Dating Rules — Don’ts
1. Don’t call, text message or email someone you’ve just started seeing more than once a day unless they reply (or in the event of an emergency). Desperation and instability are major turnoffs.
2. Don’t date the kind of people who’ve hurt you in the past. Many of us are attracted to people who are bad for us, but it’s important to break these patterns and seek out healthy relationships with matches who won’t demean you or make you feel bad about yourself in any way.
3. Don’t be late for a date. It’s just rude. If you have to change your plans, give the other person as much notice and consideration as possible. And always apologize.
4. Don’t lie to your date or about any aspect of your life, even if the truth isn’t as sexy or you’re worried they won’t like it. It would be awful to ruin a potentially life-changing relationship with your perfect match because of some silly lie you told early on to impress him or her.
5. Don’t be too available. We don’t mean you should play games, but if you’re free every night, you’re probably not taking care of yourself, pursuing your own interests and spending time with your friends — which means you’re probably not very interesting to talk to. People with full, exciting lives make the best dates.
6. Don’t give away too much about yourself at the beginning. Revealing your innermost secrets on the second date can lead to rejection. Don’t be scared to open up, but remember that getting to know someone takes time, and you should let your relationship evolve.
7. Don’t check out other people when you’re on a date. Ever. This is just tacky. You may think you are subtle, but while you’re scoping the cutie in the corner, your date will be heading for the door. Extend your partner the courtesy of concentrating solely on them while you’re with them.
8. Don’t be rude or get drunk on a date. Courtesy and manners will get you everywhere.

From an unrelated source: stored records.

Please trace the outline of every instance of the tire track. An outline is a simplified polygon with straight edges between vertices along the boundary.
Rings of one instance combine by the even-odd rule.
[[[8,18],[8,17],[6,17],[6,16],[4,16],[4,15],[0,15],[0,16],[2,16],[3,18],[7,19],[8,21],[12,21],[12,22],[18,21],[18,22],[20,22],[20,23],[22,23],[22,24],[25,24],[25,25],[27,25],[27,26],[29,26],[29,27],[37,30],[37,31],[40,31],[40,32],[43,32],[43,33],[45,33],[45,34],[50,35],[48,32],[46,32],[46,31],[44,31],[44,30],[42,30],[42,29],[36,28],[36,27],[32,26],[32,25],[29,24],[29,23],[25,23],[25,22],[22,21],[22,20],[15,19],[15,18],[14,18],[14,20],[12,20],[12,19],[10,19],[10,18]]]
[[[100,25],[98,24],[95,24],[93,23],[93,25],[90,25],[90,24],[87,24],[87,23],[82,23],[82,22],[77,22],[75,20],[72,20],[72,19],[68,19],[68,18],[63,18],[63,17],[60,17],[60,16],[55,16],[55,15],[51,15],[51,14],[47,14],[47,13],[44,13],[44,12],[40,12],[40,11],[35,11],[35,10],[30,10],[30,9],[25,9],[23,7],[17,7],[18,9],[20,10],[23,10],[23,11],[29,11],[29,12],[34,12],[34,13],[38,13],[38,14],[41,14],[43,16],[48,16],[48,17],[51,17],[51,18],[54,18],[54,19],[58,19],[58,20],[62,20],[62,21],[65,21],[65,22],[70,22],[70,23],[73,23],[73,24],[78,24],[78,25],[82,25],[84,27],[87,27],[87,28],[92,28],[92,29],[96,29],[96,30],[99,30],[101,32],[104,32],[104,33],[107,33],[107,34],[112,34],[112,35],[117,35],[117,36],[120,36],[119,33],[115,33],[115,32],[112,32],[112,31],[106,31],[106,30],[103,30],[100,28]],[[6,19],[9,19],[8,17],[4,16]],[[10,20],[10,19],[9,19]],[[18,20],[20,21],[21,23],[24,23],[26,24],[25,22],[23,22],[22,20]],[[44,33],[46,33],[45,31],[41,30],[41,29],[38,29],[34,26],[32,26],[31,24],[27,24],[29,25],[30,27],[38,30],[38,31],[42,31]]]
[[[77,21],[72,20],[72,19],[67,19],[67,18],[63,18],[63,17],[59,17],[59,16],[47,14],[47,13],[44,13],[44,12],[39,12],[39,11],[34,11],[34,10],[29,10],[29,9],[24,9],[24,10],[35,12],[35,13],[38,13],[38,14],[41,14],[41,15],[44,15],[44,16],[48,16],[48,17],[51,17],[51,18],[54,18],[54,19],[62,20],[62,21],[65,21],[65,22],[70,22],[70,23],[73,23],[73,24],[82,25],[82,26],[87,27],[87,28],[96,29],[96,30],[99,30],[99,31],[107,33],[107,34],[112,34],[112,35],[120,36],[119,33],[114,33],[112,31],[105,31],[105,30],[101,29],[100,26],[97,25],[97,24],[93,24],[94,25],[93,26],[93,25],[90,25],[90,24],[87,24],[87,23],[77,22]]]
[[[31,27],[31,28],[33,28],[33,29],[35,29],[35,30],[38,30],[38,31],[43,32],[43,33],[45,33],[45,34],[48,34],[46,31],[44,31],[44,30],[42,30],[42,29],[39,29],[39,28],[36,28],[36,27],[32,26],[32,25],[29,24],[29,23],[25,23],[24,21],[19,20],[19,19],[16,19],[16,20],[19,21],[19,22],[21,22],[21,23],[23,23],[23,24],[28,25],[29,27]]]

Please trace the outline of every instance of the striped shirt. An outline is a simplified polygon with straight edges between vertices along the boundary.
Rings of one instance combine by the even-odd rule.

9. Don’t ignore your personal safety. Carry your cell phone and keep it charged — and make sure to tell your friends where you’re going and when you’ll be back. First dates should take place in well-lit public places. Don’t ever let yourself be coerced into going anywhere or doing anything that makes you uncomfortable.

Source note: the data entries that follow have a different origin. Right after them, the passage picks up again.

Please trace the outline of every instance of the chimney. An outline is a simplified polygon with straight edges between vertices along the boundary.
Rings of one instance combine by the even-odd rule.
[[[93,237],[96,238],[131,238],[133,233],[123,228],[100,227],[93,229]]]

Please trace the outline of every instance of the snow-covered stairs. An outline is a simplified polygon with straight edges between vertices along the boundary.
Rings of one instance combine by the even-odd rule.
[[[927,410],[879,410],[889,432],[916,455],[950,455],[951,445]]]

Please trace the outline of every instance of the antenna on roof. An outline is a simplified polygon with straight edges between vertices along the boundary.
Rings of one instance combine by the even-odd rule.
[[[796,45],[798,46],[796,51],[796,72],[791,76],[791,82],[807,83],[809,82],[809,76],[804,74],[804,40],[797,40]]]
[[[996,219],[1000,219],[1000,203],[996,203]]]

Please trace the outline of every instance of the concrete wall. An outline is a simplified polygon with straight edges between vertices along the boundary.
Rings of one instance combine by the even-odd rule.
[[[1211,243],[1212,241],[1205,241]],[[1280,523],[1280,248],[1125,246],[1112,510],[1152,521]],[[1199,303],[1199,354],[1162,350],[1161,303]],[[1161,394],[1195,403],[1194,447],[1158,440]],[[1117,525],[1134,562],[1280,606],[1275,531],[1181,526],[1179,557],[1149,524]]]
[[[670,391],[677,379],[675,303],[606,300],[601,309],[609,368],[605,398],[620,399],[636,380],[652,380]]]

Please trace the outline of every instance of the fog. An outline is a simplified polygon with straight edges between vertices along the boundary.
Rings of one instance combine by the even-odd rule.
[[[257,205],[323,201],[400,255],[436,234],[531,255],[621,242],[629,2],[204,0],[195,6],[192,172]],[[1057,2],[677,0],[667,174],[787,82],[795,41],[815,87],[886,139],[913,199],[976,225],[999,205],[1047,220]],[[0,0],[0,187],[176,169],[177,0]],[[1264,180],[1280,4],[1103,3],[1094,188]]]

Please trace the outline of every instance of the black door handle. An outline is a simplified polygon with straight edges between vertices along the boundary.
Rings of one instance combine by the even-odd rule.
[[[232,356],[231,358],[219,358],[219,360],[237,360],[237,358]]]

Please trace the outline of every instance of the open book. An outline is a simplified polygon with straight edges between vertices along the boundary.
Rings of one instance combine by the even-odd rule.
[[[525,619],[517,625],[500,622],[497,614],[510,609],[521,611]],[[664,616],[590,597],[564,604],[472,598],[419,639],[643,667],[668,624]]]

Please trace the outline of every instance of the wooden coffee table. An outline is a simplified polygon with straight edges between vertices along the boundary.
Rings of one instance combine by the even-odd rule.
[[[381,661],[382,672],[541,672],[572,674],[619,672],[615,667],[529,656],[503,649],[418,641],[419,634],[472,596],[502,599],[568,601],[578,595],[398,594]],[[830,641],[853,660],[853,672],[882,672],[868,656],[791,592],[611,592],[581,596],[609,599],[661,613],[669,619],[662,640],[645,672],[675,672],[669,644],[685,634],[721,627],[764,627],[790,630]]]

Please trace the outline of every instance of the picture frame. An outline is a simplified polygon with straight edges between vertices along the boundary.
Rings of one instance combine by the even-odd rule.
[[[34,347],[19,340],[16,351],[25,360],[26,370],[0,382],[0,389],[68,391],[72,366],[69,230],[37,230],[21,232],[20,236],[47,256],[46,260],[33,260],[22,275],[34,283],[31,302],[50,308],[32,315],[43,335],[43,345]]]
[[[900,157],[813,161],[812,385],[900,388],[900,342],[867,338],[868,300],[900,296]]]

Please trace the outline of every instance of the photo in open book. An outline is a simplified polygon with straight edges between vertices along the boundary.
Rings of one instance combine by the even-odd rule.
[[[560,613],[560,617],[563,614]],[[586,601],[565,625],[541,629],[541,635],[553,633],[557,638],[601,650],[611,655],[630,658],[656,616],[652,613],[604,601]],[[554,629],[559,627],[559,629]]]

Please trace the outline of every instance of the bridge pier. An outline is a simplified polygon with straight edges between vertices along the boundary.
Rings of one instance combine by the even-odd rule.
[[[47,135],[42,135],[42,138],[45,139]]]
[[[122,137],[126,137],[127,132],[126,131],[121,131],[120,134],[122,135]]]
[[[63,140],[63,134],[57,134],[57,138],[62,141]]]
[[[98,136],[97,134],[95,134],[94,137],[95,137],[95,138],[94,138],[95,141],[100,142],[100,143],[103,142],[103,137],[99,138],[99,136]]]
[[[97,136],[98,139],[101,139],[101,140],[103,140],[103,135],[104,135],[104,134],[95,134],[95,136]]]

10. Don’t give out personal information like your home phone number or address on the first date. Keep these details to yourself until you trust the person you’re dating.

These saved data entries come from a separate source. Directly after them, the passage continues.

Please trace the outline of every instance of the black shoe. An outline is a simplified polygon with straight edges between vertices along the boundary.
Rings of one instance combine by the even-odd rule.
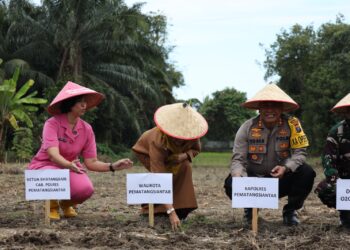
[[[350,222],[340,220],[340,226],[344,229],[350,230]]]
[[[298,220],[295,210],[283,211],[283,224],[286,226],[297,226],[300,221]]]
[[[350,222],[345,222],[345,221],[340,220],[340,226],[342,226],[345,229],[350,230]]]
[[[253,209],[252,208],[245,208],[244,215],[243,215],[244,224],[246,226],[252,225],[252,218],[253,218]]]
[[[350,229],[350,211],[339,211],[340,225],[346,229]]]

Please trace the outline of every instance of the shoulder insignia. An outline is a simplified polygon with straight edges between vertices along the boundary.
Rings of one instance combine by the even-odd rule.
[[[309,146],[309,141],[300,125],[298,118],[290,117],[288,119],[288,125],[290,128],[290,147],[292,149],[305,148]]]

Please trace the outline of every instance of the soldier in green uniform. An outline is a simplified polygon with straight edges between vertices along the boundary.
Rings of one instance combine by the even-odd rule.
[[[303,206],[316,175],[305,163],[309,144],[299,120],[283,113],[299,105],[277,85],[268,84],[242,106],[259,110],[259,115],[237,131],[226,194],[232,198],[232,177],[279,178],[279,197],[288,196],[283,223],[298,225],[295,211]],[[245,222],[251,223],[251,219],[252,209],[245,208]]]
[[[350,179],[350,93],[341,99],[332,111],[344,118],[328,133],[322,166],[326,179],[318,184],[315,193],[328,207],[336,206],[336,181]],[[340,223],[350,229],[350,211],[339,211]]]

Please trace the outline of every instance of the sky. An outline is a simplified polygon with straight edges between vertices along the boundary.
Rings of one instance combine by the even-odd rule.
[[[143,13],[167,17],[167,44],[175,46],[170,61],[185,80],[174,94],[183,100],[203,101],[227,87],[251,98],[276,80],[264,80],[264,48],[283,29],[298,23],[317,30],[339,13],[346,23],[350,18],[348,0],[125,0],[138,2]]]

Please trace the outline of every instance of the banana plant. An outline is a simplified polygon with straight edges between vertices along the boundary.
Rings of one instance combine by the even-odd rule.
[[[0,84],[0,161],[5,148],[8,124],[14,130],[19,129],[19,121],[24,122],[29,128],[33,127],[29,113],[37,111],[38,105],[47,102],[46,99],[35,97],[37,91],[27,94],[34,85],[34,81],[31,79],[16,91],[19,73],[19,68],[16,68],[12,78],[4,80]]]

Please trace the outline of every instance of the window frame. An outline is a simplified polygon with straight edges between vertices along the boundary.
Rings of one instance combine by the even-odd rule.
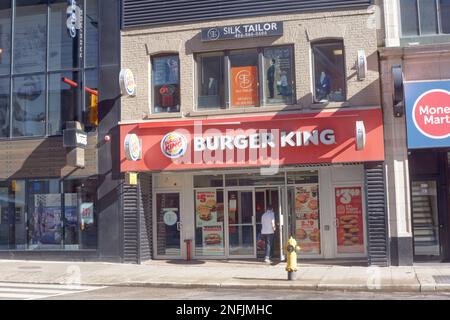
[[[424,34],[422,32],[422,24],[421,24],[421,19],[420,19],[420,1],[419,0],[414,0],[416,2],[416,16],[415,19],[417,21],[417,28],[418,28],[418,34],[415,35],[404,35],[403,34],[403,19],[401,17],[401,14],[399,14],[399,19],[400,19],[400,37],[401,38],[417,38],[417,37],[435,37],[435,36],[449,36],[450,33],[444,33],[442,31],[442,17],[441,17],[441,1],[440,0],[429,0],[429,1],[434,1],[434,6],[436,8],[436,25],[437,25],[437,32],[436,33],[429,33],[429,34]],[[401,1],[398,1],[398,12],[401,12],[402,10],[402,4]],[[450,19],[450,17],[449,17]]]
[[[178,106],[178,111],[160,111],[160,112],[156,112],[155,111],[155,76],[154,76],[154,59],[157,58],[163,58],[163,57],[170,57],[170,56],[177,56],[178,58],[178,96],[179,96],[179,106]],[[165,51],[165,52],[161,52],[158,54],[154,54],[152,56],[150,56],[150,97],[151,99],[149,99],[150,101],[150,114],[181,114],[181,100],[182,100],[182,96],[181,96],[181,60],[180,60],[180,54],[179,52],[176,51]]]
[[[78,67],[76,68],[62,68],[62,69],[50,69],[49,68],[49,61],[50,61],[50,36],[51,36],[51,28],[50,28],[50,23],[51,23],[51,13],[52,13],[52,8],[51,5],[54,4],[54,2],[52,0],[47,0],[46,3],[44,2],[43,4],[39,4],[39,5],[43,5],[46,6],[46,9],[44,10],[46,13],[46,17],[45,17],[45,23],[46,23],[46,42],[45,42],[45,66],[43,71],[39,71],[39,72],[15,72],[14,68],[15,68],[15,59],[14,59],[14,53],[15,53],[15,38],[17,37],[17,35],[15,34],[16,31],[16,10],[17,10],[17,6],[16,6],[16,0],[10,0],[11,1],[11,18],[10,18],[10,26],[11,26],[11,34],[9,36],[10,38],[10,65],[9,65],[9,74],[2,74],[1,77],[4,78],[8,78],[9,77],[9,109],[8,109],[8,113],[9,113],[9,135],[2,137],[0,136],[0,141],[9,141],[9,140],[29,140],[29,139],[42,139],[42,138],[48,138],[48,137],[53,137],[53,136],[62,136],[62,130],[61,133],[57,133],[57,134],[51,134],[50,130],[49,130],[49,77],[52,74],[56,74],[56,73],[69,73],[69,72],[78,72],[80,74],[80,81],[81,81],[81,85],[78,86],[78,88],[74,88],[74,90],[76,90],[76,95],[79,96],[79,99],[77,101],[77,104],[74,106],[75,108],[75,112],[77,110],[80,111],[80,113],[82,114],[82,119],[80,119],[80,122],[82,122],[87,131],[96,131],[96,127],[92,127],[89,123],[87,123],[85,121],[85,113],[88,110],[88,103],[86,103],[86,99],[85,99],[85,94],[84,94],[84,84],[85,84],[85,80],[86,80],[86,72],[91,71],[91,70],[99,70],[99,59],[100,59],[100,43],[99,41],[96,44],[97,47],[97,52],[96,52],[96,61],[97,61],[97,66],[91,66],[88,65],[86,63],[87,61],[87,28],[86,28],[86,24],[88,23],[88,19],[87,19],[87,3],[91,0],[78,0],[78,2],[82,5],[82,19],[83,19],[83,28],[82,28],[82,38],[83,38],[83,58],[80,61],[80,64]],[[61,2],[64,4],[67,4],[67,2]],[[95,5],[90,5],[91,8],[92,7],[96,7],[97,10],[97,21],[99,19],[99,4],[98,1],[95,2]],[[66,30],[62,30],[61,32],[66,32]],[[78,31],[80,32],[80,30]],[[99,35],[97,35],[97,40],[99,40]],[[77,38],[77,47],[79,46],[79,38]],[[43,135],[31,135],[31,136],[14,136],[14,127],[13,127],[13,83],[14,83],[14,79],[17,77],[26,77],[26,76],[32,76],[32,75],[40,75],[43,74],[44,75],[44,82],[43,82],[43,86],[45,87],[45,91],[44,91],[44,95],[45,95],[45,123],[44,123],[44,134]],[[98,81],[98,75],[97,75],[97,81]],[[62,106],[61,106],[62,107]],[[61,113],[63,113],[63,109],[61,108]],[[62,124],[64,125],[64,122],[62,122]]]
[[[315,63],[315,54],[314,54],[314,46],[316,45],[323,45],[328,44],[332,45],[335,43],[339,43],[342,45],[342,60],[343,60],[343,100],[342,101],[332,101],[329,100],[328,102],[320,102],[316,99],[316,63]],[[348,93],[348,83],[347,83],[347,64],[346,64],[346,51],[345,51],[345,44],[344,39],[342,38],[328,38],[328,39],[322,39],[319,41],[314,41],[311,43],[311,79],[312,79],[312,102],[313,104],[323,104],[323,103],[344,103],[347,101],[347,93]]]
[[[292,103],[267,103],[266,102],[266,88],[265,88],[265,68],[264,68],[264,50],[270,48],[289,48],[290,50],[290,62],[291,62],[291,74],[292,81],[290,83],[292,89]],[[234,54],[245,54],[256,52],[257,59],[257,68],[258,68],[258,105],[257,106],[249,106],[249,107],[233,107],[232,105],[232,85],[231,85],[231,61],[230,57]],[[199,74],[201,72],[201,56],[211,55],[219,55],[222,54],[223,63],[222,63],[222,73],[223,73],[223,94],[222,104],[220,107],[215,108],[200,108],[199,107],[199,91],[200,91],[200,78]],[[195,69],[195,77],[194,77],[194,111],[202,112],[202,111],[211,111],[211,110],[263,110],[267,107],[285,107],[285,106],[295,106],[297,104],[297,77],[296,77],[296,68],[295,68],[295,45],[293,43],[287,44],[274,44],[270,46],[260,46],[260,47],[252,47],[252,48],[242,48],[242,49],[232,49],[232,50],[215,50],[215,51],[206,51],[206,52],[196,52],[194,53],[194,69]]]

11. Don’t have sex on a first date. If you like someone and are interested in getting to know them better (and possibly having a relationship), sex on a first date will likely ruin everything. It’s much too soon, it’s not romantic and it communicates to the other person that you’re more interested in their physical characteristics than in finding out who they are.
12. Never date a married person. Statistically, it is very unlikely that they will ever leave their husband or wife for you. Dating someone who’s married is the best way to serve yourself a heaping helping of misery, lies, deceit, sadness and heartache. If you are married, separate before dating. If you’re single, don’t be a shoulder to cry on — you deserve better. Go out and find someone who’s emotionally (and legally) available to you!